Description of problem: 1. I am using irssi with libnotify , I am following http://code.google.com/p/irssi-libnotify/wiki/MainPage as reference document. 2. currently after setting up the configuration, selinux denies irssi to send messages as irssi seems to execute /bin/bash. Is there a sane way to make this work ? SELinux is preventing /usr/bin/irssi from 'execute' accesses on the file /usr/bin/bash. ***** Plugin catchall (100. confidence) suggests ************************** If you believe that irssi should be allowed execute access on the bash file by default. Then you should report this as a bug. You can generate a local policy module to allow this access.
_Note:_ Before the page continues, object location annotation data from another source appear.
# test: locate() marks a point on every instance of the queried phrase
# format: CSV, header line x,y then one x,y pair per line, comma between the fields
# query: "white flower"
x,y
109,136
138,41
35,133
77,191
Do allow this access for now by executing: # grep irssi /var/log/audit/audit.log | audit2allow -M mypol # semodule -i mypol.pp Additional Information: Source Context staff_u:staff_r:irc_t:s0-s0:c0.c1023 Target Context system_u:object_r:shell_exec_t:s0 Target Objects /usr/bin/bash [ file ] Source irssi Source Path /usr/bin/irssi Port <Unknown> Host (removed) Source RPM Packages irssi-0.8.16-0.1.rc1.fc20.x86_64 Target RPM Packages bash-4.2.45-4.fc20.x86_64 Policy RPM selinux-policy-3.12.1-106.fc20.noarch Selinux Enabled True Policy Type targeted Enforcing Mode Enforcing Host Name (removed) Platform Linux (removed) 3.12.5-302.fc20.x86_64 #1 SMP Tue Dec 17 20:42:32 UTC 2013 x86_64 x86_64 Alert Count 8 First Seen 2013-12-30 10:15:49 IST Last Seen 2013-12-30 10:18:51 IST Local ID 16c79ee9-4835-4d2b-8ffa-0dabb7c3a785 Raw Audit Messages type=AVC msg=audit(1388378931.563:546): avc: denied { execute } for pid=2622 comm="irssi" name="bash" dev="dm-2" ino=782799 scontext=staff_u:staff_r:irc_t:s0-s0:c0.c1023 tcontext=system_u:object_r:shell_exec_t:s0 tclass=file type=SYSCALL msg=audit(1388378931.563:546): arch=x86_64 syscall=execve success=no exit=EACCES a0=35bd367091 a1=7fff8edbfaf0 a2=7fff8edc31f8 a3=8 items=0 ppid=2367 pid=2622 auid=1004 uid=1004 gid=1005 euid=1004 suid=1004 fsuid=1004 egid=1005 sgid=1005 fsgid=1005 ses=1 tty=pts1 comm=irssi exe=/usr/bin/irssi subj=staff_u:staff_r:irc_t:s0-s0:c0.c1023 key=(null) Hash: irssi,irc_t,shell_exec_t,file,execute Additional info: reporter: libreport-2.1.10 hashmarkername: setroubleshoot kernel: 3.12.5-302.fc20.x86_64 type: libreport
0013c7e0cfb8a4ba42f4219554adcf394030a081 allows this in git. If you execute # grep irssi /var/log/audit/audit.log | audit2allow -M mypol # semodule -i mypol.pp It should allow this access.
back ported.
selinux-policy-3.12.1-116.fc20 has been submitted as an update for Fedora 20. https://admin.fedoraproject.org/updates/selinux-policy-3.12.1-116.fc20
Package selinux-policy-3.12.1-116.fc20: * should fix your issue, * was pushed to the Fedora 20 testing repository, * should be available at your local mirror within two days. Update it with: # su -c 'yum update --enablerepo=updates-testing selinux-policy-3.12.1-116.fc20' as soon as you are able to. Please go to the following url: https://admin.fedoraproject.org/updates/FEDORA-2014-0806/selinux-policy-3.12.1-116.fc20 then log in and leave karma (feedback).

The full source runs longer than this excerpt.